Indivíduos com a doença da Desproporção Congênita do Tipo de Fibra (CFTD), geralmente experimentam fraqueza muscular, principalmente nos músculos dos ombros, braços, quadris e coxas. A fraqueza também pode afetar os músculos da face, músculos que controlam os movimentos oculares (oftalmoplegia) e músculos da pálpebra superior (ptose). Os indivíduos com CFTD geralmente têm uma face longa, um arco alto no céu da boca (palato arqueado alto) e dentes apinhados. Os indivíduos afetados podem ter deformidades articulares (contraturas) e uma região lombar anormalmente curvada (lordose) ou uma coluna que se curva para o lado (escoliose). Aproximadamente 30% das pessoas com esse distúrbio apresentam problemas respiratórios leves a graves relacionados à fraqueza dos músculos necessários para respirar. Algumas pessoas que experimentam esses problemas respiratórios precisam do uso de uma máquina para ajudar a regular a respiração à noite e, ocasionalmente, durante o dia. Cerca de 30% dos indivíduos afetados têm dificuldade em engolir devido à fraqueza muscular na garganta. Raramente, as pessoas com essa condição têm um músculo cardíaco enfraquecido e aumentado (cardiomiopatia dilatada).

Suscetibilidade a Hipertermia Maligna - Malignant Hyperthermia Susceptibility (MH)

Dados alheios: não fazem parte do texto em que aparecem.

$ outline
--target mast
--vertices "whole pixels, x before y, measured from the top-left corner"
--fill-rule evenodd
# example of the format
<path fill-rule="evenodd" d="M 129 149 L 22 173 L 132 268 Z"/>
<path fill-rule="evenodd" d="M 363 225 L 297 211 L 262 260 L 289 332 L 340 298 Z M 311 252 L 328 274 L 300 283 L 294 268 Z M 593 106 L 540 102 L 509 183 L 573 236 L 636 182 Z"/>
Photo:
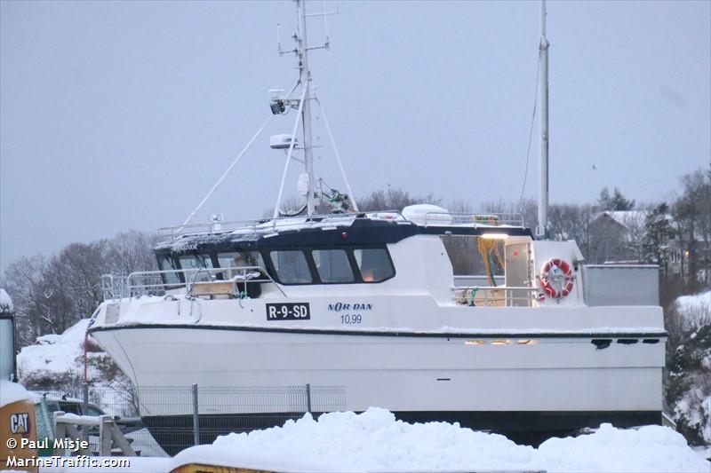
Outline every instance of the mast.
<path fill-rule="evenodd" d="M 299 57 L 299 78 L 305 89 L 301 108 L 301 122 L 304 132 L 304 170 L 308 176 L 308 193 L 306 196 L 307 215 L 314 215 L 314 154 L 311 138 L 311 71 L 308 70 L 308 47 L 306 35 L 306 0 L 296 0 L 299 10 L 299 30 L 297 33 L 297 56 Z"/>
<path fill-rule="evenodd" d="M 546 0 L 540 2 L 540 43 L 539 45 L 539 67 L 540 68 L 540 162 L 539 180 L 539 225 L 536 236 L 546 238 L 548 227 L 548 46 L 546 38 Z"/>

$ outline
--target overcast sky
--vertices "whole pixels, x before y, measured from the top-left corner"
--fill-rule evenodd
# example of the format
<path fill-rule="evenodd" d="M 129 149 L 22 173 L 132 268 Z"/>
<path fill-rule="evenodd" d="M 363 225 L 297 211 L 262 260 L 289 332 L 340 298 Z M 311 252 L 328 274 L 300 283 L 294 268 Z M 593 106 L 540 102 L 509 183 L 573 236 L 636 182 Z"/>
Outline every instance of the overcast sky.
<path fill-rule="evenodd" d="M 539 2 L 339 2 L 311 69 L 356 197 L 517 201 Z M 323 3 L 308 5 L 321 11 Z M 293 2 L 0 2 L 0 267 L 180 224 L 296 79 Z M 324 35 L 309 19 L 309 42 Z M 673 196 L 711 159 L 711 3 L 549 2 L 553 202 Z M 196 220 L 259 217 L 274 120 Z M 343 188 L 316 122 L 318 175 Z M 538 122 L 525 195 L 538 184 Z M 319 171 L 320 169 L 320 171 Z M 287 191 L 295 195 L 295 177 Z"/>

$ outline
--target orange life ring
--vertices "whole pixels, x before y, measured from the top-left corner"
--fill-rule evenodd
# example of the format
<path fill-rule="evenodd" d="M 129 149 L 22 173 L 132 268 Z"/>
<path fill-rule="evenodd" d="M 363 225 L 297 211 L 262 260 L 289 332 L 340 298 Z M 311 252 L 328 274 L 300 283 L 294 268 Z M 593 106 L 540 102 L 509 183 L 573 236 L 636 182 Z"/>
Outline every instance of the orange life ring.
<path fill-rule="evenodd" d="M 540 287 L 546 296 L 560 299 L 571 294 L 575 275 L 567 261 L 550 258 L 540 268 Z"/>

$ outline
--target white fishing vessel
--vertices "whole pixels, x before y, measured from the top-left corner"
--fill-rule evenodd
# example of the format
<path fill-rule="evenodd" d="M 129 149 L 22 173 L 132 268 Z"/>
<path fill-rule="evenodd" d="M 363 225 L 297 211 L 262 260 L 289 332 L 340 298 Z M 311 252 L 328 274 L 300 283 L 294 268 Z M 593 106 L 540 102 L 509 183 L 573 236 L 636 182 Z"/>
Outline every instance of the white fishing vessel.
<path fill-rule="evenodd" d="M 545 239 L 545 13 L 534 238 L 518 216 L 431 205 L 360 212 L 350 191 L 330 195 L 340 213 L 316 215 L 310 105 L 317 99 L 303 1 L 297 6 L 300 80 L 289 94 L 273 91 L 271 107 L 299 117 L 291 135 L 271 144 L 287 153 L 282 190 L 295 152 L 301 156 L 302 212 L 284 217 L 282 191 L 272 218 L 190 225 L 196 209 L 160 231 L 160 271 L 132 273 L 121 289 L 107 280 L 108 297 L 89 329 L 135 384 L 157 439 L 161 427 L 189 423 L 192 411 L 164 402 L 155 388 L 193 383 L 338 387 L 340 408 L 377 406 L 405 421 L 505 432 L 659 423 L 666 333 L 656 266 L 586 265 L 574 241 Z M 447 239 L 474 242 L 488 282 L 455 278 Z M 212 396 L 204 415 L 224 416 L 225 431 L 267 427 L 268 414 L 301 409 L 259 398 L 236 409 Z M 318 398 L 310 406 L 331 408 Z"/>

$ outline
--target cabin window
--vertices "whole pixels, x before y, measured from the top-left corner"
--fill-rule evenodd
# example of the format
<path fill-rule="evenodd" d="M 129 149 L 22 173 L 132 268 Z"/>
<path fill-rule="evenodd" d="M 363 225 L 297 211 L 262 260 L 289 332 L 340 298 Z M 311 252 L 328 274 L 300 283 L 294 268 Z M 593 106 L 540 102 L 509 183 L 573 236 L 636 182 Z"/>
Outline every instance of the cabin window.
<path fill-rule="evenodd" d="M 318 277 L 323 282 L 353 282 L 353 270 L 348 255 L 343 249 L 315 249 L 314 256 Z"/>
<path fill-rule="evenodd" d="M 243 266 L 260 266 L 264 268 L 264 260 L 259 251 L 233 251 L 230 253 L 218 253 L 217 262 L 220 268 L 240 268 Z M 234 278 L 238 270 L 220 272 L 222 279 Z"/>
<path fill-rule="evenodd" d="M 395 275 L 393 264 L 385 248 L 354 249 L 353 256 L 356 256 L 363 282 L 380 282 Z"/>
<path fill-rule="evenodd" d="M 276 276 L 284 284 L 308 284 L 311 282 L 311 272 L 303 251 L 278 250 L 270 251 Z"/>
<path fill-rule="evenodd" d="M 209 281 L 212 274 L 206 271 L 199 272 L 200 268 L 212 268 L 212 259 L 210 255 L 186 255 L 180 257 L 180 268 L 185 271 L 185 279 L 188 281 Z"/>
<path fill-rule="evenodd" d="M 161 271 L 171 271 L 174 269 L 178 269 L 175 267 L 172 260 L 168 256 L 158 256 L 158 267 Z M 164 272 L 162 274 L 163 282 L 165 284 L 170 285 L 180 285 L 180 278 L 178 276 L 177 272 Z"/>

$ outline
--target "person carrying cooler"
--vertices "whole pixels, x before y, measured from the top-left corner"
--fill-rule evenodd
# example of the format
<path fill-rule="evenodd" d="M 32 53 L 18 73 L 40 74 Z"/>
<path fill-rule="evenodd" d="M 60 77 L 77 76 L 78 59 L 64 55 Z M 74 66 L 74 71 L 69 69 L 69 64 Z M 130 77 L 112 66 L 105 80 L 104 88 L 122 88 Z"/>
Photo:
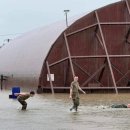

Indivíduos sensíveis à Hipertermia Maligna (MH) podem experimentar uma vida diária normal sem qualquer sintoma ou fraqueza muscular. No entanto, quando expostos a certos agentes anestésicos, os pacientes podem experimentar um episódio de Hipertermia Maligna. A Hipertermia Maligna caracteriza-se por um estado hipermetabólico, causando um aumento anormal do calor, com rigidez excessiva e quebra muscular associada, e aumento da frequência cardíaca. As complicações graves da HM incluem: lesão cerebral, sangramento interno, parada cardíaca e/ou falência de múltiplos órgãos. As complicações cardiovasculares associadas podem ser fatais. Qualquer indivíduo com uma mutação(ões) do RYR-1, se a anestesia for necessária para um procedimento médico-cirúrgico, é aconselhado a tomar "precauções contra hipertermia maligna". Indivíduos com mutações RYR-1 suscetíveis a MH também correm risco de rabdomiólise, bem como outras dores e cãibras musculares relacionadas ao calor e ao esforço. Rabdomiólise é o termo geral para ruptura muscular associada a uma ampla variedade de gatilhos externos, incluindo: exercícios extenuantes além do limite de fadiga, abuso de drogas ou álcool, uso de suplementos ou certos medicamentos, doença viral recente ou trauma muscular. Os sinais e sintomas da rabdomiólise incluem dor muscular intensa, elevação repentina e queda subseqüente dos níveis séricos de creatina fosfoquinase (CPK) e produtos da quebra muscular na urina ("mioglobinúria"). O curso da rabdomiólise é caracterizado principalmente por mialgia (dor muscular) com aumentos leves a moderados da CPK. Nesses casos leves, muitos indivíduos não procuram atendimento médico. No entanto, em alguns o curso clínico é grave, resultando em hiper-CK-emia profunda, insuficiência renal aguda, síndrome do compartimento, coagulação intravascular disseminada, arritmias cardíacas secundárias a desequilíbrios eletrolíticos e, possivelmente, parada cardíaca se não tratada. Portanto, indivíduos com mutações no RYR-1, especialmente aquelas conhecidas por estarem associadas à suscetibilidade ao HM, devem estar cientes dos gatilhos da rabdomiólise e podem querer consultar um médico antes do início de um regime de exercícios e/ou esportes. Pode haver um papel do dantroleno como agente profilático na prevenção da rabdomiólise e de outros sintomas musculares relacionados ao esforço e ao calor.